A Unit-Linked Insurance Plan is a savings product that provides the dual benefit of life insurance cover with investment for long-term capital growth. This gives the investor further tax benefits under Section 80C and Section 10(10D), provided certain terms and conditions apply.
You are compelled to invest in a ULIP policy for a long term, say ten years or more to benefit from it. Even if you do not intend to stay around for too long, you should complete the mandatory lock-in period before winding up your ULIP plan. While the lock-in ULIP was initially three years, IRDAI took it up and increased the same to five years in 2010.
However, investors face tough times to sustain their investments because of the crunch they face financially or due to any personal reasons.
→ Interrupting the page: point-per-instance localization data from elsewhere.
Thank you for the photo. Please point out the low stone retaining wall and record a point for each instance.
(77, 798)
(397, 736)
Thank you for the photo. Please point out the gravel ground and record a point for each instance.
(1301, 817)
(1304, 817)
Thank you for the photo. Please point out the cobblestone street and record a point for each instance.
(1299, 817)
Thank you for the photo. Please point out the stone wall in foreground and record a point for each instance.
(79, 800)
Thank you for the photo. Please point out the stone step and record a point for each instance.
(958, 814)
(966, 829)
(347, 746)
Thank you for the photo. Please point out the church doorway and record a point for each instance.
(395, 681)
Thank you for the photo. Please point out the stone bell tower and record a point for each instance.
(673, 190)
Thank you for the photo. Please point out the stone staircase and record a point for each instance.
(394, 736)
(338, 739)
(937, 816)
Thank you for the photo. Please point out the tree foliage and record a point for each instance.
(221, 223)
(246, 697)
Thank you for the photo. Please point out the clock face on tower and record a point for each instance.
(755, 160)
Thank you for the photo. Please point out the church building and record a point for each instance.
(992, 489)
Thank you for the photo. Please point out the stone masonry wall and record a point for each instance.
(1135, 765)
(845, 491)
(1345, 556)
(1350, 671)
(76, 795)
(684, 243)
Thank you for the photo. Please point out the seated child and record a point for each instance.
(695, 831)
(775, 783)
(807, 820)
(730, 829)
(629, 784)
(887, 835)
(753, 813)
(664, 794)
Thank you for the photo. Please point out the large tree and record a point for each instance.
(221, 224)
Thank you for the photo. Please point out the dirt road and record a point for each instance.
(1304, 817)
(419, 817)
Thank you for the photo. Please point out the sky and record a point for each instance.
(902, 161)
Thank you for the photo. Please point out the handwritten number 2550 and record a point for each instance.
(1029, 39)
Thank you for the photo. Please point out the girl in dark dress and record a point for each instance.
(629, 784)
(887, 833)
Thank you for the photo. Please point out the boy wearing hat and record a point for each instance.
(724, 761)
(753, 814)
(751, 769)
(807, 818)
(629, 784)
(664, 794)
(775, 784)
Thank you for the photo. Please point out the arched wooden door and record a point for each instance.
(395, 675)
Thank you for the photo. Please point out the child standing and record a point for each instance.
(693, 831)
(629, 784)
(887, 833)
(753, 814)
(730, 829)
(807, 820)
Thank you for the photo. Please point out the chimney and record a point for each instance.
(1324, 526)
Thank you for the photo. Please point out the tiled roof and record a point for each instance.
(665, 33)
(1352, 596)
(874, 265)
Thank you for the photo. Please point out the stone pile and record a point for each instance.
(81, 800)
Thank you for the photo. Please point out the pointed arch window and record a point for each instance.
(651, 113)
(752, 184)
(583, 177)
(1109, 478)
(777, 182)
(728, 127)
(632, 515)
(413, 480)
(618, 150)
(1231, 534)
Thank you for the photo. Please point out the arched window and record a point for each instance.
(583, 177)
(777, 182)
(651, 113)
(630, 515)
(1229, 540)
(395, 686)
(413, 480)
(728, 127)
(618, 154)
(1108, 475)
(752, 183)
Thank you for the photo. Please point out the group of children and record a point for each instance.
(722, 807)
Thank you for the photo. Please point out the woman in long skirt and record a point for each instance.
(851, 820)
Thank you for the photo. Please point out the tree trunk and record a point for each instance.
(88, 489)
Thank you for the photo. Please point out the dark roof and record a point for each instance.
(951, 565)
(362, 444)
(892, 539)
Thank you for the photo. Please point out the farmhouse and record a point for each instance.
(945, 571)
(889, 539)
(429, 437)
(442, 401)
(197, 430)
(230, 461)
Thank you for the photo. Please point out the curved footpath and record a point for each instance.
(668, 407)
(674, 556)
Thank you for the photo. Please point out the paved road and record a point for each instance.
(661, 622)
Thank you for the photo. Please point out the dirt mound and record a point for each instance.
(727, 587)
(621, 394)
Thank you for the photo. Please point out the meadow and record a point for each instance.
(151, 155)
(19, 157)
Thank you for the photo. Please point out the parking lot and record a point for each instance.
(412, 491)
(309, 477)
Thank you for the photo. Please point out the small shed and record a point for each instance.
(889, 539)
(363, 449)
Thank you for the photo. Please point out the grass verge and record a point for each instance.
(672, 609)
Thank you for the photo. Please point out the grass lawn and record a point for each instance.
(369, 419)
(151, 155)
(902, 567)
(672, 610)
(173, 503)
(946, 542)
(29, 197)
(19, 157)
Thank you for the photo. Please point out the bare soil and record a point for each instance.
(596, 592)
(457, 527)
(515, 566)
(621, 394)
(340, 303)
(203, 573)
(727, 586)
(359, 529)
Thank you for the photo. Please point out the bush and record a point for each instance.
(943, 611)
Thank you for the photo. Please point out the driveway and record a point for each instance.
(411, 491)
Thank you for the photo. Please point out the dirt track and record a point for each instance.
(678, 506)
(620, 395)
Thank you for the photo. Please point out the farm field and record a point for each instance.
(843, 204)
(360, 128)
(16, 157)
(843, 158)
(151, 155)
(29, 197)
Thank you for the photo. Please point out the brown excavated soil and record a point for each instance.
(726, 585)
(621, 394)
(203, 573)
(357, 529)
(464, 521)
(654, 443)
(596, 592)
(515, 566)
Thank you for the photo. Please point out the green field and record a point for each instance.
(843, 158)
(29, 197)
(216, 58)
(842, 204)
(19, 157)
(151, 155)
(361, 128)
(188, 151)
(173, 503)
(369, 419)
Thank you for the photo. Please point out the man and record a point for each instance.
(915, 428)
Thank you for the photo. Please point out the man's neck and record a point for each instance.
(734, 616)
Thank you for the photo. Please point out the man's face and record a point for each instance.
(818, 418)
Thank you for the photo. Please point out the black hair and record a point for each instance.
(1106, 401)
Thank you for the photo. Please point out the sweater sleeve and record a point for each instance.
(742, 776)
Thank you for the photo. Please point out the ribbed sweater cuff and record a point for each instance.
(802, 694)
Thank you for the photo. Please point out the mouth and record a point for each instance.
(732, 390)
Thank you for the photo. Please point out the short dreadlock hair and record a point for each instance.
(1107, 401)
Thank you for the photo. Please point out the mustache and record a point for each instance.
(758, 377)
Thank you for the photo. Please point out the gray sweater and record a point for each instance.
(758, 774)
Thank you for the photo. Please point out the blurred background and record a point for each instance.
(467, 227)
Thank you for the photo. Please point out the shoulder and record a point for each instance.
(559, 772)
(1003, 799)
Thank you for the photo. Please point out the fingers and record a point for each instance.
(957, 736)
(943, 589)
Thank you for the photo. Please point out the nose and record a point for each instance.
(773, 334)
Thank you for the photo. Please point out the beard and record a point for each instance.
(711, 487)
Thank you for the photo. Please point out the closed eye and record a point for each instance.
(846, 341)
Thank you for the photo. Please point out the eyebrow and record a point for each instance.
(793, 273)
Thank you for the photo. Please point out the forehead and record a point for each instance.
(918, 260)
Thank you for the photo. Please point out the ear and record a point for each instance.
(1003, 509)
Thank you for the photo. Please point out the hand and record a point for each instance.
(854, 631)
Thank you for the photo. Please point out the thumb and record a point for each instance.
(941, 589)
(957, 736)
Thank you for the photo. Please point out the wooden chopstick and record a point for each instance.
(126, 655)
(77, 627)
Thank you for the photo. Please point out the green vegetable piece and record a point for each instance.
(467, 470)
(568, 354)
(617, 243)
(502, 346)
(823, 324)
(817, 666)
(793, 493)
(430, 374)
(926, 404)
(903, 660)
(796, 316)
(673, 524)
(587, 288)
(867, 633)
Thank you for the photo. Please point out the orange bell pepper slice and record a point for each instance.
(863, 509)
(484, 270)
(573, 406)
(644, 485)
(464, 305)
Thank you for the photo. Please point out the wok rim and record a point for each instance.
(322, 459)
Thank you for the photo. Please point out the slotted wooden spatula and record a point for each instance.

They stop paying their premiums and just start thinking of surrendering their policy.
Well, that is definitely not a good situation to be in, and there are definite implications of stopping ULIP premium payments by a policyholder.
No Fine
There is no charge if you withdraw your premium payment after one year. However, you cannot withdraw the amount till the end of the complete lock-in period.
Except for the usual charges in the form of surrender charges, annual maintenance charges, fund management charges, etc., all this will be deducted from your accumulated fund before you receive the final pay out after the lock-in period.
No Insurance Cover
Once you stop paying the premiums, life insurance cover will be immediately stopped.
Loss of Capital
All your invested money could be lost if you discontinue premium payments before a year from the completion of the policy.
Grace Period
Your insurance company provides an option of reviving your policy within thirty days of discontinuing your premium paying. This period is called grace period. You can revive your lapsed ULIP during the grace period on paying the unpaid premium with applicable charges.
Tax Implications on Pre-term Surrender
If you are surrendering the ULIP prematurely, income tax on the amount claimed under any tax deduction against it would be charged according to the applicable income tax slabs. TDS can also be deducted from the surrender value.
Payout on Old NAV
NAV stands for Net Asset Value. It refers to the value of each unit of a ULIP policy. It also remains an important indicator of tracing your ULIP performance over the years. The withdrawal amount received is based on the NAV of your ULIP on the withdrawal date.
It does not pay according to the prevailing NAV in case you wish to stop paying your premiums and withdraw an amount after the lock-in period; it'll be calculated according to the prevailing NAV in the year when you stop paying your premium.
You would have gathered by now that unwinding it before time can be a costly affair. It is very painful to suffer the financial loss when one knows that a ULIP policy can yield one marvelous benefits over a long period of time.
Thus, careful planning regarding one's finances must be done, and discontinuing the ULIP premium should only be considered as the ultimate solution.